John Omernik 2013-02-12, 03:34
Mark Grover 2013-02-12, 05:08
You are correct on the what I am hoping to do, basically emit two records
for every row. What was interesting was when I just did the union in the
from, it didn't see to do a double table scan. I ended up doing:
INSERT OVERWRITE TABLE table_summary
select col1, unioned_col, count(distinct col4) from
( select col1, col2 as unioned_col, col4 from table
select col1, col3 as unioned_col, col4 from table
group by col1, unioned_col
When I ran that, it did not run two sets of maps (as I expected it would,
one for each part of the union) is there something that Hive is doing under
the covers to optimize that for me?
I didn't think to use the transform, but you are right, that would be a
very simple transform in any language.
Thoughts on my resultant query? perhaps I am just not getting all the data
I should be?
On Mon, Feb 11, 2013 at 11:08 PM, Mark Grover
> Please correct me if I didn't understand the problem correctly.
> I think in this scenario, it's best to think about the query in terms of
> MapReduce. In this case, you would want for each record sent as input to
> your mapper, two records to be emitted, one with col2's value and one with
> col3's value. Then, if you did whatever count/distinct magic you wanted to
> do in the reduce phase, you would have read the table only once.

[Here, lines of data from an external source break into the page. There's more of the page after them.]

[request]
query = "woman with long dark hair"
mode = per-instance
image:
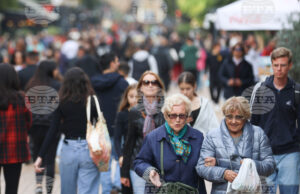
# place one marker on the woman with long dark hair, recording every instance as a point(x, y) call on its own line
point(77, 170)
point(143, 118)
point(44, 78)
point(203, 117)
point(128, 101)
point(15, 121)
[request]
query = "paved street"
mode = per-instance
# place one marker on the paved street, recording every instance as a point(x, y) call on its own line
point(27, 180)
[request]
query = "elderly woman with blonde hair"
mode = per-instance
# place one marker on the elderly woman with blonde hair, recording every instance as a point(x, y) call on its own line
point(170, 152)
point(224, 148)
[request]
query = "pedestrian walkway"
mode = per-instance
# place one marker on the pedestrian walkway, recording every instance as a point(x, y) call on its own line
point(27, 179)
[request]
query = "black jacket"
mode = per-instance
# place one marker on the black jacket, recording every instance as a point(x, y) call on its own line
point(280, 123)
point(135, 137)
point(229, 70)
point(109, 89)
point(26, 74)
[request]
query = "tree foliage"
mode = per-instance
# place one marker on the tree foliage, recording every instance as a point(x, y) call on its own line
point(291, 40)
point(196, 9)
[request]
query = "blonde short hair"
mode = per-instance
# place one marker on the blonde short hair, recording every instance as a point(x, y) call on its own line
point(240, 104)
point(177, 99)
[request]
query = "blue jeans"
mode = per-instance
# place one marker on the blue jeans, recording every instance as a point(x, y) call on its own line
point(287, 174)
point(106, 177)
point(77, 170)
point(138, 183)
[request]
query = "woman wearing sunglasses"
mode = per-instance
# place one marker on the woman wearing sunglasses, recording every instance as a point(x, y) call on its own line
point(170, 153)
point(224, 148)
point(143, 118)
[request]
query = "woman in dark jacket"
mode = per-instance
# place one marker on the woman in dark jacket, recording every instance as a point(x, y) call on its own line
point(43, 79)
point(15, 121)
point(143, 118)
point(128, 101)
point(236, 73)
point(224, 148)
point(180, 149)
point(77, 170)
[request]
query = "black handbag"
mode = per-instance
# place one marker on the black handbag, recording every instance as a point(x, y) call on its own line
point(173, 187)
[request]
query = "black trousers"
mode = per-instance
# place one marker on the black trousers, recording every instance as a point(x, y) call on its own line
point(12, 174)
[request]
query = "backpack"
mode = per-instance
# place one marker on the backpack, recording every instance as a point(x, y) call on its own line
point(139, 67)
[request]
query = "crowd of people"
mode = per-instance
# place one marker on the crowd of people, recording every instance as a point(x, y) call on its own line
point(156, 138)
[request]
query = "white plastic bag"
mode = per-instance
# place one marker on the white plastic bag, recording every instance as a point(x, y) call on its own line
point(247, 180)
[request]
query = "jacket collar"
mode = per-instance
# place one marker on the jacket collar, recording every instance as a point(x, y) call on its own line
point(162, 134)
point(244, 147)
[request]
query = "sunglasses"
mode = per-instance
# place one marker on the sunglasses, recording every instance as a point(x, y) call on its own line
point(147, 82)
point(237, 117)
point(175, 116)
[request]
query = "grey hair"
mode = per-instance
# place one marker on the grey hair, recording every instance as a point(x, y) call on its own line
point(177, 99)
point(240, 104)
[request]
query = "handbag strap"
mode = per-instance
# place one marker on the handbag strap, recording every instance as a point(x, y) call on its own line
point(88, 107)
point(162, 158)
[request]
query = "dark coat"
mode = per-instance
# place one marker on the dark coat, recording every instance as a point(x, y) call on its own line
point(109, 89)
point(26, 74)
point(135, 136)
point(14, 125)
point(229, 70)
point(280, 123)
point(89, 65)
point(174, 167)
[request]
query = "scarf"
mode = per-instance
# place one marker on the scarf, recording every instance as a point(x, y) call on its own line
point(181, 147)
point(150, 109)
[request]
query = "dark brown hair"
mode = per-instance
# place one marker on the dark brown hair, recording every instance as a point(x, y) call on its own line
point(188, 78)
point(76, 86)
point(9, 86)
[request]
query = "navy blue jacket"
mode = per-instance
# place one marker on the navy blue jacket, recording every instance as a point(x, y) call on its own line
point(109, 89)
point(229, 70)
point(174, 167)
point(280, 123)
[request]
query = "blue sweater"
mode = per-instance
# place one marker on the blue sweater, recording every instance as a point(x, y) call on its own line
point(174, 167)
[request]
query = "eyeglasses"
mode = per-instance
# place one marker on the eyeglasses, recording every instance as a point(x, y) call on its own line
point(280, 65)
point(237, 117)
point(147, 82)
point(238, 49)
point(175, 116)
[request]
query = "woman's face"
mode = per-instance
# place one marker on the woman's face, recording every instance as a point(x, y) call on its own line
point(187, 89)
point(132, 97)
point(150, 86)
point(235, 122)
point(177, 117)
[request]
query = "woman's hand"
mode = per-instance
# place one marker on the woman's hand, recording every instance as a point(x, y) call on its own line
point(121, 161)
point(229, 175)
point(37, 165)
point(210, 161)
point(125, 182)
point(154, 178)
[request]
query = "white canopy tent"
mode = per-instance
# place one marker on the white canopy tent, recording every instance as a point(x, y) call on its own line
point(251, 15)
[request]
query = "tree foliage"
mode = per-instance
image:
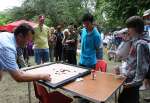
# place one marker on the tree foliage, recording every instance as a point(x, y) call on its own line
point(108, 13)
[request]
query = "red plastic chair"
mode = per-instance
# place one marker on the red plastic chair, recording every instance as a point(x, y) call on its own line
point(52, 97)
point(101, 65)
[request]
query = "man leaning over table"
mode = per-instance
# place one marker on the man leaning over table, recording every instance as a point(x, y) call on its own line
point(8, 54)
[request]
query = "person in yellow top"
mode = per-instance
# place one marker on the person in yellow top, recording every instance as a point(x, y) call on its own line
point(41, 48)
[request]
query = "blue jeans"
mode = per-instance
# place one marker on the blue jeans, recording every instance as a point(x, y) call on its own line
point(41, 55)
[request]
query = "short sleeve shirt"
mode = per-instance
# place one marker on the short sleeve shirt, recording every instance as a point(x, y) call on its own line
point(89, 44)
point(8, 52)
point(41, 37)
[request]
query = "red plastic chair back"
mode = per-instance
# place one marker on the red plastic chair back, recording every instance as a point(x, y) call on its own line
point(101, 65)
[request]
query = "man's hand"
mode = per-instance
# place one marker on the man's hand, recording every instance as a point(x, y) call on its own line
point(46, 77)
point(116, 70)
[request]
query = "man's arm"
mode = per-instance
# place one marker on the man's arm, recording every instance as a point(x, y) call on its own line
point(22, 76)
point(0, 75)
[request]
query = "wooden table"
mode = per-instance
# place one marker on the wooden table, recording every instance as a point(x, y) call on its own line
point(98, 90)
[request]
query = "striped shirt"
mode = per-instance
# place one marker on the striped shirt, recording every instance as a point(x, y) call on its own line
point(8, 52)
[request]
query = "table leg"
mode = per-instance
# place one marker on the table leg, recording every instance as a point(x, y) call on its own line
point(29, 92)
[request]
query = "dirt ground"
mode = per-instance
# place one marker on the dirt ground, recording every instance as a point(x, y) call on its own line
point(13, 92)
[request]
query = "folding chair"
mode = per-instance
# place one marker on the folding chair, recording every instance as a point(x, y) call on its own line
point(101, 65)
point(52, 97)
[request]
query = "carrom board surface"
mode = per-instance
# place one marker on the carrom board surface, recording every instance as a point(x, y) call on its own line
point(60, 73)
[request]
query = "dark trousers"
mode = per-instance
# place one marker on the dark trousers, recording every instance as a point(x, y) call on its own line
point(129, 95)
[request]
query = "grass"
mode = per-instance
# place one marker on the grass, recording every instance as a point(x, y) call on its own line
point(13, 92)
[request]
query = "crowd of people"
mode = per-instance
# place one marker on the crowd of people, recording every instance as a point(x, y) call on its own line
point(58, 44)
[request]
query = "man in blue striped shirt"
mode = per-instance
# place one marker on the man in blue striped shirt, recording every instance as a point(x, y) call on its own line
point(90, 42)
point(8, 53)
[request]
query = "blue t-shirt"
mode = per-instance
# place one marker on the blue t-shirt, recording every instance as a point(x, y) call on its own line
point(147, 28)
point(8, 52)
point(90, 41)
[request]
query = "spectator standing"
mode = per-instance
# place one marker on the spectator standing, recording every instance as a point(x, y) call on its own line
point(90, 42)
point(41, 48)
point(52, 43)
point(58, 47)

> With the above in mind, if I were doing this, I would consider using
> Hive's transform functionality to use a custom mapper.

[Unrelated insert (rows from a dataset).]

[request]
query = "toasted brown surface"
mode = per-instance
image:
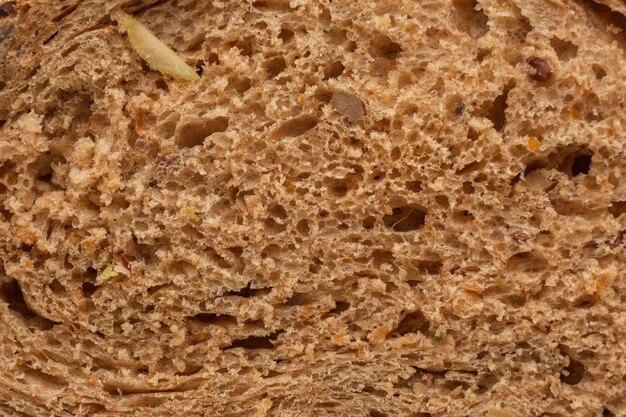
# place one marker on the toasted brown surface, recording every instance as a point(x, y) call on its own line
point(363, 208)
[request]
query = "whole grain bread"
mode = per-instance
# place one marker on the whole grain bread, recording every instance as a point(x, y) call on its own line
point(362, 208)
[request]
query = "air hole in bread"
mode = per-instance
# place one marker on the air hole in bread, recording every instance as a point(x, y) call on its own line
point(598, 71)
point(286, 35)
point(581, 165)
point(199, 67)
point(429, 266)
point(194, 133)
point(274, 227)
point(241, 85)
point(573, 373)
point(333, 70)
point(11, 293)
point(462, 216)
point(413, 322)
point(572, 160)
point(414, 186)
point(369, 222)
point(527, 262)
point(277, 211)
point(296, 127)
point(338, 187)
point(496, 110)
point(405, 218)
point(88, 289)
point(65, 11)
point(617, 208)
point(272, 5)
point(247, 292)
point(384, 47)
point(275, 66)
point(485, 382)
point(300, 299)
point(470, 18)
point(585, 301)
point(382, 257)
point(340, 307)
point(214, 319)
point(256, 342)
point(564, 49)
point(303, 227)
point(245, 46)
point(44, 380)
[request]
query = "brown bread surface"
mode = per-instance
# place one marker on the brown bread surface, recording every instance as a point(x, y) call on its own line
point(362, 208)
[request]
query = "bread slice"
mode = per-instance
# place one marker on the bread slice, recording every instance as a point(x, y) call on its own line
point(362, 208)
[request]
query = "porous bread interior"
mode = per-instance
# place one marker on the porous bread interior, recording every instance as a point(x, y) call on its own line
point(281, 258)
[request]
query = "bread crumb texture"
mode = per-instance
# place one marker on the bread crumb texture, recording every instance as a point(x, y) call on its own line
point(361, 208)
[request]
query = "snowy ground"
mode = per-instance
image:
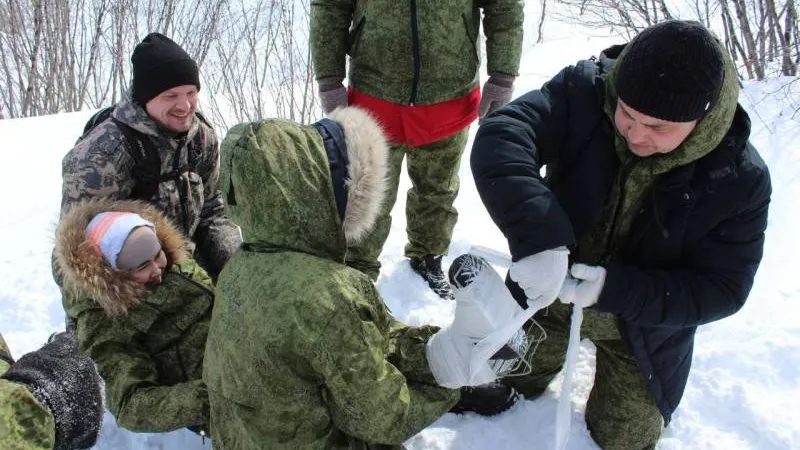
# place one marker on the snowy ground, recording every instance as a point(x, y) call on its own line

> Also, FWIW, this part seems unnecessary:
> from (
> col1, col2, col3, col4
> from table
> ) a
> I think you might just be able to do (this is from top of my head, no
> from table
> insert overwrite...
> And, if I misunderstood your problem, my apologies. If you could provide
> an example with sample data and expected output, that might be helpful.
> On Mon, Feb 11, 2013 at 7:34 PM, John Omernik <[EMAIL PROTECTED]> wrote:
>> I am trying to do a union, group by, and multi insert all at once. I know
>> this convoluted but I what I am trying to do is avoid having to scan
>> through the original table more than once... if I can get all my data from
>> two columns that I want to pull together, in one round of mappers, I win...
>> Basically, col2 and col3 are they type of data, one is src, one is dst, I
>> want a single record for every uniq value of both col2 and col3.
>> Any thoughts?
>> from (
>> col1, col2, col3, col4
>> from table
>> ) a
>> INSERT overwrite TABLE table_summary
>> select col1, unioned_col, count(1), count(distinct col4) from
>> (select col1, col2 as unioned_col, col4
>> UNION ALL
>> select col1, col3 as unioned_col, col4
>> ) b
>> group by col1, unioned_col